那样子和刚刚说要教江宴吃掉他这只小绵羊的大灰狼判若两人。江宴算是有些明白他哥栽在一个什么样的人手里了。
两人又跑了几次,比赛马上开始。
绑腿跑这种游戏主要考验的就是人与人的默契和节奏配合,像舒霁月和席之空这种出师未捷在起跑线就差点摔了的组合,众人的视线都没在他们身上过多停留,被快得跟一个人似的他们隔壁组吸引了,没注意到实际上他俩居然也慢不到哪里去。
江宴以为这俩人最佳成绩可能就是小组内第一了,没想到还冲进了半决赛,六个队伍十二个人站在起跑线上紧张地等老师发令。

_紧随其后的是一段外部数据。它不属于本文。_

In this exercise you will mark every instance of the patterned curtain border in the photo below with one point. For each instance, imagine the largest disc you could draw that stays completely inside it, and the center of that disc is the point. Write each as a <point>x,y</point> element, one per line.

席之空跑不太动了,舒霁月还在鼓励他——其实舒霁月本人也不太想跑,他现在只想靠在蔺同瑞的腿上,在树荫下躺着舒舒服服的睡一觉。
而此时席之空又有点渴,低头看着自己和舒霁月捆在一起的腿咽了口口水,精神顷刻间松懈。第一又没什么奖励,他真不知道自己图什么,裤子都快磨烂了。
口哨吹响他只是麻木的迈开腿,嘴里喊着一二一二,舒霁月边跑边抽空说:“你要是,不想跑了,咱们就慢一点——”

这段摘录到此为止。